问题
I have a data.frame in R that is a catalog of results from baseball games for every team for a number of seasons. Some of the columns are team, opponent_team, date, result, team_runs, opponent_runs, etc. My problem is that the because the data.frame is a combination of logs for every team, each row essentially has another row somewhere else in the data.frame that is a mirror image of that row.
For example
team opponent_team date result team_runs opponent_runs
BAL BOS 2010-04-05 W 5 4
has another row somewhere else that is
team opponent_team date result team_runs opponent_runs
BOS BAL 2010-04-05 L 4 5
I would like to write some code in dplyr or something similar that selects rows that have a unique combination of the team, opponent_team and date columns.
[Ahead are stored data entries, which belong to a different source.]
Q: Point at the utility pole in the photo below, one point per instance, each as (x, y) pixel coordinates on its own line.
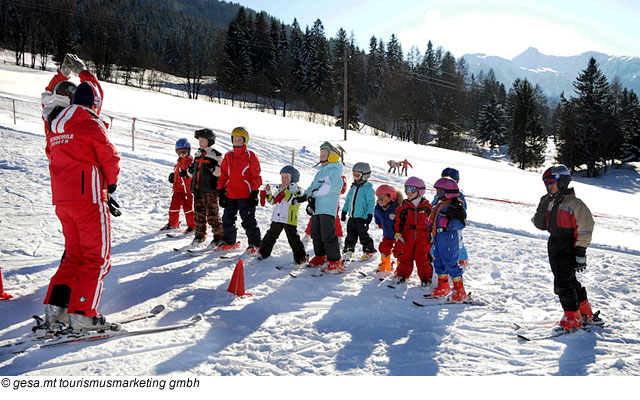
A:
(344, 112)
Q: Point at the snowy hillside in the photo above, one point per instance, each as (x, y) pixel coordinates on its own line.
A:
(332, 325)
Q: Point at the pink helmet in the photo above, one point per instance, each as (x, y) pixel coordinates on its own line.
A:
(448, 186)
(386, 189)
(417, 183)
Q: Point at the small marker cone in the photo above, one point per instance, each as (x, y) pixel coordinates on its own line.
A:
(236, 286)
(3, 295)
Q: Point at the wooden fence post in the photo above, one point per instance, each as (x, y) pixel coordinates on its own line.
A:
(133, 131)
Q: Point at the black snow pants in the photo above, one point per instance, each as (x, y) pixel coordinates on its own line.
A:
(357, 228)
(563, 263)
(269, 240)
(323, 234)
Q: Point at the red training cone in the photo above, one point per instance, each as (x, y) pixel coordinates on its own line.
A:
(263, 198)
(3, 295)
(236, 286)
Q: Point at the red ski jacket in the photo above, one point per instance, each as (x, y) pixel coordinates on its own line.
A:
(240, 173)
(182, 184)
(82, 161)
(411, 221)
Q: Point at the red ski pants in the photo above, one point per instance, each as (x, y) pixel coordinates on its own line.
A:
(87, 260)
(388, 247)
(415, 250)
(184, 200)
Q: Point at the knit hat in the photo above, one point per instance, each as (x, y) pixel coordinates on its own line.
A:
(87, 94)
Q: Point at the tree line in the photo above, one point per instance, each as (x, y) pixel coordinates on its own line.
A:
(423, 97)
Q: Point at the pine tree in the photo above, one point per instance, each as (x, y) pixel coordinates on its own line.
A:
(565, 137)
(491, 126)
(527, 141)
(593, 117)
(630, 126)
(319, 72)
(236, 67)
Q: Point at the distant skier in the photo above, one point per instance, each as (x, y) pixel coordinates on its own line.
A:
(84, 169)
(182, 196)
(570, 225)
(447, 218)
(404, 164)
(238, 188)
(204, 172)
(285, 215)
(385, 217)
(359, 205)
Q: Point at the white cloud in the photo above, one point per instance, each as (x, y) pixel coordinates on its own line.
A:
(502, 34)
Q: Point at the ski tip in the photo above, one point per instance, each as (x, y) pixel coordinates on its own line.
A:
(157, 309)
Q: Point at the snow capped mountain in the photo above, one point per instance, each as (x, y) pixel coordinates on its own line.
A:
(555, 74)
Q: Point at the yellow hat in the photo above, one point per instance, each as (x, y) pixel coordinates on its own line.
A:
(241, 131)
(334, 154)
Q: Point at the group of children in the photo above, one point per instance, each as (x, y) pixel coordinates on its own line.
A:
(414, 229)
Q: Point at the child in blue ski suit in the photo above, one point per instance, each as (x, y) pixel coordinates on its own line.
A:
(359, 205)
(447, 218)
(323, 195)
(455, 175)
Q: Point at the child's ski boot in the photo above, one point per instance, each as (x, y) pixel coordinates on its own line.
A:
(443, 289)
(458, 293)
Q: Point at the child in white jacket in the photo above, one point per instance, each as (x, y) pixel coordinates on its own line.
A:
(285, 216)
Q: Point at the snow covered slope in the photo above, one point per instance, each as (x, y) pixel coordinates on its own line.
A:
(332, 325)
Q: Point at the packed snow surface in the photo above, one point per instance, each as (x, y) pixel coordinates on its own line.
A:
(345, 324)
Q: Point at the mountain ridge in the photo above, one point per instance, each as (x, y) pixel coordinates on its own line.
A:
(555, 74)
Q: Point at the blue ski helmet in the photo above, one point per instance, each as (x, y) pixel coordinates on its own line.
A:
(182, 144)
(292, 171)
(451, 173)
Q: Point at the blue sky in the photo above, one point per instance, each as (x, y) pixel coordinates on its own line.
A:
(495, 27)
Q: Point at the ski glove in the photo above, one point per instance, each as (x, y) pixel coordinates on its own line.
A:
(311, 207)
(253, 199)
(114, 207)
(73, 63)
(581, 258)
(300, 199)
(369, 219)
(222, 197)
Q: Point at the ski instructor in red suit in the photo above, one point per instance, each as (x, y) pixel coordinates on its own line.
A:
(84, 169)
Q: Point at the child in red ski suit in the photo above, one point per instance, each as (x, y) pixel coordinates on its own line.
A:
(412, 233)
(182, 196)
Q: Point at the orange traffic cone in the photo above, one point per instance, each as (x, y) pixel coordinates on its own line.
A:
(3, 295)
(236, 286)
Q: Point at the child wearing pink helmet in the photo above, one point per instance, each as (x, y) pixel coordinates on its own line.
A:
(447, 218)
(413, 237)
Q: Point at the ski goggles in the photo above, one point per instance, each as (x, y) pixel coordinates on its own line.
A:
(550, 180)
(411, 189)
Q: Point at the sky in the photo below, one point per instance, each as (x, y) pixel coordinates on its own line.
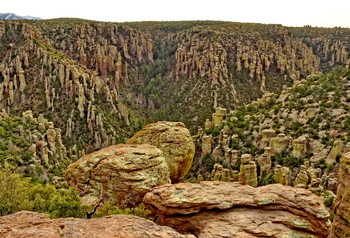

I stress the word combination here because order doesn't matter, I am just trying to get rid of the rows that are mirror images.
Thanks
回答1:
Have you tried distinct function from dplyr? For your case, it can be something like
library(dplyr)
df %>% distinct(team, opponent_team, date)
Another alternative is to use duplicated function from base R inside filter function of dplyr like below.
filter(!duplicated(team, opponent_team, date)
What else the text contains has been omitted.